2015年4月1日

5時間糖負荷試験

 5時間糖負荷試験は機能性低血糖症を診断するための検査です。通常糖尿病を診断するためには2時間糖負荷試験を実施しますが、低血糖症では2時間以降に血糖値の急激な変化を生じる方が多いため、2時間糖負荷試験では見逃されてしまいます。そこで5時間かけて測定します。

機能性低血糖症の診断では、主に次の点に注目します。

l 血糖値の急激な変動がないか?

l 血糖値とインスリンの分泌がずれていないか?

l 血糖値の低下の程度はどのくらいで、どの時間帯に低下するか?

機能性低血糖症と一口に言っても、上昇下降を繰り返す乱高下タイプ、見掛け上の血糖値の変動が少ないフラットタイプ、大きく上昇した後急激に下降するジェットコースタータイプ、二峰性タイプなどその人それぞれの特徴があります。血糖値が平坦に見えても体温変化が大きかったり、インスリンの分泌が長時間持続したりする場合は重症です。

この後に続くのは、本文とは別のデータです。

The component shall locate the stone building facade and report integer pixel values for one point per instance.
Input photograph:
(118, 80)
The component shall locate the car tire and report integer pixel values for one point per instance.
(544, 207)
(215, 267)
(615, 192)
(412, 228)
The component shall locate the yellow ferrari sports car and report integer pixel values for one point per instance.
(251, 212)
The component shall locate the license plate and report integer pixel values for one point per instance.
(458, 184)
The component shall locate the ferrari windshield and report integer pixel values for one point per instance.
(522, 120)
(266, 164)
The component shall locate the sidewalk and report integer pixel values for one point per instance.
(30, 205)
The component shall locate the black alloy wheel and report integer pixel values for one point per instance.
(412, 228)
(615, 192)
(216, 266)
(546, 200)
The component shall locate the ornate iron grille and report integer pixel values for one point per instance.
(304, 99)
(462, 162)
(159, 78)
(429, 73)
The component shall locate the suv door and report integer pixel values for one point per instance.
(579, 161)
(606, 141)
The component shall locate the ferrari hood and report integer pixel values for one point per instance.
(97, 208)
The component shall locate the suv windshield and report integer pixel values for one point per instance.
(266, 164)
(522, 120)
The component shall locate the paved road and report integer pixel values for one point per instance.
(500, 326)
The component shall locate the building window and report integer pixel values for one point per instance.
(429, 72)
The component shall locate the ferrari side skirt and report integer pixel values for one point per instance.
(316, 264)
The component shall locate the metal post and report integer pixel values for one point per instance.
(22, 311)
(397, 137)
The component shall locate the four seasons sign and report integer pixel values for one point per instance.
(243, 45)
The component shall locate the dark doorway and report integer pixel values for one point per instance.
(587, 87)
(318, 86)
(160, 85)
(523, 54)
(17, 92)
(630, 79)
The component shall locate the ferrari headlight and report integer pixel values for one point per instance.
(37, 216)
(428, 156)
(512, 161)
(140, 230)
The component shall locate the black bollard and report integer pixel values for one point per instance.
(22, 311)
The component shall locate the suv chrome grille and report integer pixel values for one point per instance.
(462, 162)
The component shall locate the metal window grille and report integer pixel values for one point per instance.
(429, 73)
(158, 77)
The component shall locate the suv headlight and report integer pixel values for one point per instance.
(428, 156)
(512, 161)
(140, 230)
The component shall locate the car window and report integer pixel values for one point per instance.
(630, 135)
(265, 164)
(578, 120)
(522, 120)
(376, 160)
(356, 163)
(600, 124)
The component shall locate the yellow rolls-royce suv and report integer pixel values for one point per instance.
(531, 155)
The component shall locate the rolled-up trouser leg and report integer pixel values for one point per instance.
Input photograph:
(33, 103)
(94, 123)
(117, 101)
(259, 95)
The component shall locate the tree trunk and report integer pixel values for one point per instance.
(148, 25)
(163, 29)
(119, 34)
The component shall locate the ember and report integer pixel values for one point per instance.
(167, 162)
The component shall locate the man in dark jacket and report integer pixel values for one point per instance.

機能性低血糖症の問題は、単に血糖調節に問題があるだけでなく多彩な精神症状や自律神経症状、身体的な症状を示すことです。うつ病やパニック障害など他の病気と間違われていることもあります。本人の苦痛が強いのに検査で異常なしと言われ途方に暮れている人が多いのが現状です。そこで次回は、機能性低血糖症に焦点をあててもう少し詳しく解説したいと思います。